Some such as Michael McConnell (I believe) say that religious speech however, should not be discriminated against as it is in itself, speech. People should not be discriminated against because they are religious. However, by allowing ID to be taught in school, we automatically discriminate against those religious groups that are not large enough to make their own religious views heard.

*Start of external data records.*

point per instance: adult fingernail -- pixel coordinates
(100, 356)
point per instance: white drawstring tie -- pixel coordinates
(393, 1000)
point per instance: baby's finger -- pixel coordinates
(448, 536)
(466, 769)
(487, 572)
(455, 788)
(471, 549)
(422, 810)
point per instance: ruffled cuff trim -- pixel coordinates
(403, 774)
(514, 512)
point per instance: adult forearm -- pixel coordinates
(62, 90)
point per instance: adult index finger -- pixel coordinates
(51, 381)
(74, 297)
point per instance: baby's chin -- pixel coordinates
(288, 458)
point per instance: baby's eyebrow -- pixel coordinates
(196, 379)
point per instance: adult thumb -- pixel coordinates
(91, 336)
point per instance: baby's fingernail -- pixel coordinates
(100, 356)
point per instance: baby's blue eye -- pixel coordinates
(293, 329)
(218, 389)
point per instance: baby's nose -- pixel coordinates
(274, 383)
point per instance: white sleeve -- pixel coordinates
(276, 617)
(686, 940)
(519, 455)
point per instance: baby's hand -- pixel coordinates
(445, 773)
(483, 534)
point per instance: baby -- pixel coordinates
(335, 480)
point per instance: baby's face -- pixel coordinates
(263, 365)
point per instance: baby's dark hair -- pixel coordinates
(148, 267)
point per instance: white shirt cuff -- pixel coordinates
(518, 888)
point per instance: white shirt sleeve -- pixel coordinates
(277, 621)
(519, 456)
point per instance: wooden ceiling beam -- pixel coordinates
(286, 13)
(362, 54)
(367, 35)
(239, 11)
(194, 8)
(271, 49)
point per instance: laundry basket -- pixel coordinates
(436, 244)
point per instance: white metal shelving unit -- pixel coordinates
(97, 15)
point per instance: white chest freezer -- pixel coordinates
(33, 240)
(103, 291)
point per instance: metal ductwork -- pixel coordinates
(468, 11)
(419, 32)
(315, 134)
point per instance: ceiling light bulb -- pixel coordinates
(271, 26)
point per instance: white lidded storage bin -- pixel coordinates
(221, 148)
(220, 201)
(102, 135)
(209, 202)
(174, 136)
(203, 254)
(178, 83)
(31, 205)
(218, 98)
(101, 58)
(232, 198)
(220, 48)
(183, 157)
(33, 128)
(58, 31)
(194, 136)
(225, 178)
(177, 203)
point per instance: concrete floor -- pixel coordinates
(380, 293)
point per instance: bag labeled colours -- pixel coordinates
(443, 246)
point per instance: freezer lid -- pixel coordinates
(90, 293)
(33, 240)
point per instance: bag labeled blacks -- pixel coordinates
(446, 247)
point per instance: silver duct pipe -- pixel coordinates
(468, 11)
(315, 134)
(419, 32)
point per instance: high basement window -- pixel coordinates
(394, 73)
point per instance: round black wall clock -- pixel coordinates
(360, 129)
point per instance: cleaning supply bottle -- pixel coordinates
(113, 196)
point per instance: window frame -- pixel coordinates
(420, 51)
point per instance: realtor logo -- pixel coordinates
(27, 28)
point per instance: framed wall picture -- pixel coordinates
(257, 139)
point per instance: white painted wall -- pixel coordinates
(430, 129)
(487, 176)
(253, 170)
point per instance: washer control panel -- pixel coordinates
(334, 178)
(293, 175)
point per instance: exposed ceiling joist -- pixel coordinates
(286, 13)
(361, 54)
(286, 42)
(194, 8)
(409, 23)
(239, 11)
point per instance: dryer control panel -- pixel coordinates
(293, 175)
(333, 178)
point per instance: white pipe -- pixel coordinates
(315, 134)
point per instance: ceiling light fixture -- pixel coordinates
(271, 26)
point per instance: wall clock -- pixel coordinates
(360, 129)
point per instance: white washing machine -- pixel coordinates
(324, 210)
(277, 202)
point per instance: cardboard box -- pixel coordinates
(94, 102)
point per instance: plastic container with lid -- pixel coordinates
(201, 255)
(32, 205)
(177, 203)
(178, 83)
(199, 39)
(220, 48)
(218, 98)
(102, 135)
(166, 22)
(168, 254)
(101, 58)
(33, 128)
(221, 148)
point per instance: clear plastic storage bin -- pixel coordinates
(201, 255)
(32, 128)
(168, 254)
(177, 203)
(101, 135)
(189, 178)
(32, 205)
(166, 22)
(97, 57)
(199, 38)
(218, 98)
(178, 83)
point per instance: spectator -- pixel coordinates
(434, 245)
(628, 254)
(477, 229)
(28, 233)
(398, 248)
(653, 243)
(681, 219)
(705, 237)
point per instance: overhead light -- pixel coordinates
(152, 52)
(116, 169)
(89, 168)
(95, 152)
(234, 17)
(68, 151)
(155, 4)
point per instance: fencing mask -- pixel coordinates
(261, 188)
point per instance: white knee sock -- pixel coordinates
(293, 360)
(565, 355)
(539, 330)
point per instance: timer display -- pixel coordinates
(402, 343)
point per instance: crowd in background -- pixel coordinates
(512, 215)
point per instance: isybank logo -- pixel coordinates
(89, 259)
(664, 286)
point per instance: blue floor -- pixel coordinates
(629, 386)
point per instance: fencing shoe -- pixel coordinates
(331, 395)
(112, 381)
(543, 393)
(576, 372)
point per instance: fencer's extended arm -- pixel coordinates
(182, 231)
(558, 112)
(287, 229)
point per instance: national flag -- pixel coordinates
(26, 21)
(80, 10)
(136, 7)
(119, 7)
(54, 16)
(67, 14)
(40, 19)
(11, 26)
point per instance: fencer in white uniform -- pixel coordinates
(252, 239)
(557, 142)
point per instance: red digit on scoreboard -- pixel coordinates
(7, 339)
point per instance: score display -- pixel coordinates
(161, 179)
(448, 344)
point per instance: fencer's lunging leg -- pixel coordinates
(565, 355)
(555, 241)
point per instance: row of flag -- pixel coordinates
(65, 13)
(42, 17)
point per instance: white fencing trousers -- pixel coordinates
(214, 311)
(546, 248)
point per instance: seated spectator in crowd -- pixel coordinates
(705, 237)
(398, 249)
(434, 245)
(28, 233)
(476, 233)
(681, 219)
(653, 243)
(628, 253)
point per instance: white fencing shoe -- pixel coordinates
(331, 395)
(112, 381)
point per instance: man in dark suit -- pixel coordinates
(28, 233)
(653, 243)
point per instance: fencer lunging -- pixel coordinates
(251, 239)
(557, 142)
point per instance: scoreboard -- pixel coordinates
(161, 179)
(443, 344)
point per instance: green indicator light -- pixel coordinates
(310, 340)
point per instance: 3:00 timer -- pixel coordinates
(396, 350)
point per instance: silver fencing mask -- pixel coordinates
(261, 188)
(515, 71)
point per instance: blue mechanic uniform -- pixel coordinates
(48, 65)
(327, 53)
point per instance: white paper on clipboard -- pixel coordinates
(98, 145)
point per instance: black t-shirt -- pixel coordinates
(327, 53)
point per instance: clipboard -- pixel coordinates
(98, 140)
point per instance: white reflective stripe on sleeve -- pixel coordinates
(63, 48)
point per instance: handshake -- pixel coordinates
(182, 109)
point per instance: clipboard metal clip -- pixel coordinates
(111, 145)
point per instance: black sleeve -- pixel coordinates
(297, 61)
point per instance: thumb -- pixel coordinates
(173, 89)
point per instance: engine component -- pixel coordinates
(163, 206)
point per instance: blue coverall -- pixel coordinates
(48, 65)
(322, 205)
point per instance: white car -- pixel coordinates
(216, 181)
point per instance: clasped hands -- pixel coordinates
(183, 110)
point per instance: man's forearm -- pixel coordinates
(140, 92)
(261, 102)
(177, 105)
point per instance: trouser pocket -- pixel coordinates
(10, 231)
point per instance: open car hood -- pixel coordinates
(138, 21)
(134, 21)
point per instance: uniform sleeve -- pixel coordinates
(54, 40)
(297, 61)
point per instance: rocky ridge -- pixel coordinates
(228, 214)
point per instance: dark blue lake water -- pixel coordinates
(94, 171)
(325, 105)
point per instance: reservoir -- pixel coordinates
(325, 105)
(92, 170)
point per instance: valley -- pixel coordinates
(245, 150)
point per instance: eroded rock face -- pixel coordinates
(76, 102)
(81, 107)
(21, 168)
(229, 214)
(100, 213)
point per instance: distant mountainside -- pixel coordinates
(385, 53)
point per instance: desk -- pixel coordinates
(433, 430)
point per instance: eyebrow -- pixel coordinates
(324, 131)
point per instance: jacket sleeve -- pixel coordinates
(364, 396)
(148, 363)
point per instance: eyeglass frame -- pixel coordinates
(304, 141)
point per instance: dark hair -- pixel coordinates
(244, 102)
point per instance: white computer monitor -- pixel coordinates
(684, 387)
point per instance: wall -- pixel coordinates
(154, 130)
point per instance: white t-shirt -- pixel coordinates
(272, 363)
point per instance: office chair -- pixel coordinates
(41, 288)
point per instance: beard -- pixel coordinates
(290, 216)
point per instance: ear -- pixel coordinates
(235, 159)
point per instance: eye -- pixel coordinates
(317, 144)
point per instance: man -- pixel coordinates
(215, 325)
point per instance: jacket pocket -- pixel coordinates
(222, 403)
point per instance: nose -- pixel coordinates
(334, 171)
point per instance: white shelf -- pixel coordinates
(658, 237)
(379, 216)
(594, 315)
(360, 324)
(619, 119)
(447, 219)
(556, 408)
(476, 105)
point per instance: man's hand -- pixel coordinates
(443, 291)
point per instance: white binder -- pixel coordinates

I guess the question then becomes: how can we promote secularism without discriminating against the religious, but how can we include in the 'free exchange of ideas' some religions when we know that others will be denied voice because of lack of numbers, and may consequently suffer actual de facto discrimination for not holding a widely disseminated view?
 

People fail to understand the extent to which consensus in society used to be maintained by the relative poverty of those who'd dissent, and the expense of making their dissent heard. Communicating is too cheap today for that mechanism to work any longer, so those who want most people to agree with them have to get better at persuasion.
 

Tom's question of 'why now' is quite interesting. It seems like the groundswell of the christial fundamentalist movement may have more to do with the 'why now' than the current political climate, as the former seems to have played a role in the rise of the latter. Why the fundamentalist movement has recently gained is another interesting question adjacent to Tom's 'why now' question. Indeed, fundamentalists with their intolerant fervor have little room for anything that may give rise to alternative interpetations of biblical cannon as they see it. I would assert that 'why now' is possibly answered by the rise of christian fundamentalism.
 

I think you've missed a big point: Intelligent Design *is* the synthesis. It accepts evolution and geology, and merely suggests divine intervention here and there. The theory does not exclude Shag from Brookline's idea of multiple designers except by Occam's Razor, and its proponents do not claim that it requires the Christian God (because it does not-- interventionist Martians, single or multiple, would do the trick too).

It is opposition to Intelligent Design that is opposing the synthesis. The opposition goes beyond simply the theory of evolution, which ID accepts, to claim that there *cannot* be any intelligent intervention. That claim has no scientific basis, and, indeed, to prove a vast negative like that is close to impossible even if it is true. Rather, they want it accepted as dogma.